Mountain Times
- Type: Weekly newspaper
- Owner: Adams MultiMedia
- Publisher: Gene Fowler, Jr
- Editor: Tom Mayer
- Founded: 1978
- Language: English
- Headquarters: 474 Industrial Park Drive, Boone, North Carolina United States
- Circulation: 11,500 (as of 2021)
- Sister newspapers: Watauga Democrat, The Blowing Rocket, The Avery Journal-Times
- OCLC number: 33926172
- Website: Official website

= Mountain Times (North Carolina newspaper) =

Newspaper in western North Carolina

The Mountain Times is a weekly newspaper that serves Boone and other high-country communities in Ashe and Avery counties in western North Carolina, United States.

== History ==
Founded in 1978, it serves a special niche in the region, covering community news and entertainment happenings. In 2002, it was purchased by a community-focused newspaper organization, Jones Media Inc., of Greeneville, Tennessee.
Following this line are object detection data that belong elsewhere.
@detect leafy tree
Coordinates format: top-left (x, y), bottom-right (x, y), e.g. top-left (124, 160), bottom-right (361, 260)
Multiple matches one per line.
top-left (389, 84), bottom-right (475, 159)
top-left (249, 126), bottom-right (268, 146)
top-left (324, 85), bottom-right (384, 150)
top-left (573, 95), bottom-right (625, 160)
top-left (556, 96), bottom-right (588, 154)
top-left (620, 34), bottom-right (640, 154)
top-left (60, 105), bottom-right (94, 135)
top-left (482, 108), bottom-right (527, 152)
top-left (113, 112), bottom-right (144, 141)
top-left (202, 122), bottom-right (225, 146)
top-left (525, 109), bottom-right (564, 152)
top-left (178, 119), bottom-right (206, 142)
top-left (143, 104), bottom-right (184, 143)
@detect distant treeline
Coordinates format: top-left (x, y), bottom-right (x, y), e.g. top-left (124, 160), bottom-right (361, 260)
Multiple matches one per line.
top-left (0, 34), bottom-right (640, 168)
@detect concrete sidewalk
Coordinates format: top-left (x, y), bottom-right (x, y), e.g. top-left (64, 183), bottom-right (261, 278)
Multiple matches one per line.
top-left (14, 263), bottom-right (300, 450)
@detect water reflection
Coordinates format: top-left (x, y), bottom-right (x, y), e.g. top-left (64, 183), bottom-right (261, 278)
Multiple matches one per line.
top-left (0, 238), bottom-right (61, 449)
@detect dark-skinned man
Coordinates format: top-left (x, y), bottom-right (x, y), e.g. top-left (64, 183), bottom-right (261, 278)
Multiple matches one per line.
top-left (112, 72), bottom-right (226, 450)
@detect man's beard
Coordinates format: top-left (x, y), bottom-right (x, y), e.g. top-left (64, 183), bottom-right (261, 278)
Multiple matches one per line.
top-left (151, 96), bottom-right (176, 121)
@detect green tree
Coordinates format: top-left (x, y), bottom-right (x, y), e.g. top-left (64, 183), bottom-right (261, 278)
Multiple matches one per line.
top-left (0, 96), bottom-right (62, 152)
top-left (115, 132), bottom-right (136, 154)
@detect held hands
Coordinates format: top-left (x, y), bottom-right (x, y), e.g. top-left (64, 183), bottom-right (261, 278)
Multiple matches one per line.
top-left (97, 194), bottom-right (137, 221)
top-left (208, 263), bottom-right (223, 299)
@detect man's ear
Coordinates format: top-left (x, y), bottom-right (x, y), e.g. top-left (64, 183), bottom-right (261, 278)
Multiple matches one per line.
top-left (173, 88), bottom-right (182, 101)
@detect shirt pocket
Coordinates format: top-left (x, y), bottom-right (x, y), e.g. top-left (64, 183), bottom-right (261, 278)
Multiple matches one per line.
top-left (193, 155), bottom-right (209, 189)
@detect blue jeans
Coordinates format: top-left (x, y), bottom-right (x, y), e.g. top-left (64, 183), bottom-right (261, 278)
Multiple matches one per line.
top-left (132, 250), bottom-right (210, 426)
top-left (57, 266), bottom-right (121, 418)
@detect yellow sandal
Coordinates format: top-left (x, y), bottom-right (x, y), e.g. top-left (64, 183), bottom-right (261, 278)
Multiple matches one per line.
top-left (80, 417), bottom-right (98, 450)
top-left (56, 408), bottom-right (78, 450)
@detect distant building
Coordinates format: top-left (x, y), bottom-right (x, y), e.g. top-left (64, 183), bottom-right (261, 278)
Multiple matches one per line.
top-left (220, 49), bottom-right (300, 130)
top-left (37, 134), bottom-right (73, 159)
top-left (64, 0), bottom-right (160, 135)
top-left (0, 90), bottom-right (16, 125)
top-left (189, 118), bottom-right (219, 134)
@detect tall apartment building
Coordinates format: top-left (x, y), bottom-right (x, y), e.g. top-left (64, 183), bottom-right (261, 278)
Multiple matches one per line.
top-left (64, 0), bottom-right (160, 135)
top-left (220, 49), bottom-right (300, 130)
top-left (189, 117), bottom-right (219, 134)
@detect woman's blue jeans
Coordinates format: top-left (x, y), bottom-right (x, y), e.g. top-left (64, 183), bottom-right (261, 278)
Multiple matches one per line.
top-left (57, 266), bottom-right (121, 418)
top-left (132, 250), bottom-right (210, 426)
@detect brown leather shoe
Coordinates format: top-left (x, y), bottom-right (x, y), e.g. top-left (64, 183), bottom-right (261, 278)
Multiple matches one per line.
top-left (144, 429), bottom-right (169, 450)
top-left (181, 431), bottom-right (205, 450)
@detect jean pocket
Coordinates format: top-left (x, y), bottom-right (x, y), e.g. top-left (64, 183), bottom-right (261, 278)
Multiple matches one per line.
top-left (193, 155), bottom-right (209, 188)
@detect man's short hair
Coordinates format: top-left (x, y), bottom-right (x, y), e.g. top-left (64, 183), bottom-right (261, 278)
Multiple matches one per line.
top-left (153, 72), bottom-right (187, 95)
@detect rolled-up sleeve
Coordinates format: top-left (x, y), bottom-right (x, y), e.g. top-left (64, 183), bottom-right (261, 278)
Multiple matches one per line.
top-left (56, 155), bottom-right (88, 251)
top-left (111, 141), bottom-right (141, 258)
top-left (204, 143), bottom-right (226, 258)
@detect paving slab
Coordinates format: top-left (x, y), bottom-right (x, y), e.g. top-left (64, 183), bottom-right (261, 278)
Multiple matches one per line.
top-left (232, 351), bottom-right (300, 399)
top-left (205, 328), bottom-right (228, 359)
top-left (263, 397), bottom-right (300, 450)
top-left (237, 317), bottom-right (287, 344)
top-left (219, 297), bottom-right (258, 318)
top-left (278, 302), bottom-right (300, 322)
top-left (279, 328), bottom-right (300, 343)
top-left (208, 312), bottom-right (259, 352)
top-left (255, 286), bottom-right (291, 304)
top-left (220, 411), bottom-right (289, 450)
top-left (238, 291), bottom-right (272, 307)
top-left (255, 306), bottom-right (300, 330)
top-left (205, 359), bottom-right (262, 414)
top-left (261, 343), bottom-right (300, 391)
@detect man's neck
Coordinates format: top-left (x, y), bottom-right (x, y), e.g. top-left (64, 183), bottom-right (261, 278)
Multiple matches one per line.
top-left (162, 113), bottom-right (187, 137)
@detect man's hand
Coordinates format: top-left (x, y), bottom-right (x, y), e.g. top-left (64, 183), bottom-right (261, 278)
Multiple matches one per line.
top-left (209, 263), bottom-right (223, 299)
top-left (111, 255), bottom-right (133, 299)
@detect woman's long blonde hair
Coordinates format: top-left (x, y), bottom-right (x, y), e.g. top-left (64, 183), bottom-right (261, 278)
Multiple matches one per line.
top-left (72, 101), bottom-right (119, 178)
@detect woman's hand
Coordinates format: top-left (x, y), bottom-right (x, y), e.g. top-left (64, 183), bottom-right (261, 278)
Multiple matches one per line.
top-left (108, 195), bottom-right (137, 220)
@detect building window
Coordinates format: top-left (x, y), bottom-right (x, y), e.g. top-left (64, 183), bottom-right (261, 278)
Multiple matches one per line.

The Mountain Times is published every Thursday, with issues available at nearly 250 locations throughout the High Country.

In addition to the regular weekly edition, the Mountain Times also publishes three seasonal publications—Summer Times, Autumn Times and Winter Times, which serve as visitor guides to the High Country.

The Mountain Times was acquired by Adams Publishing Group in 2016.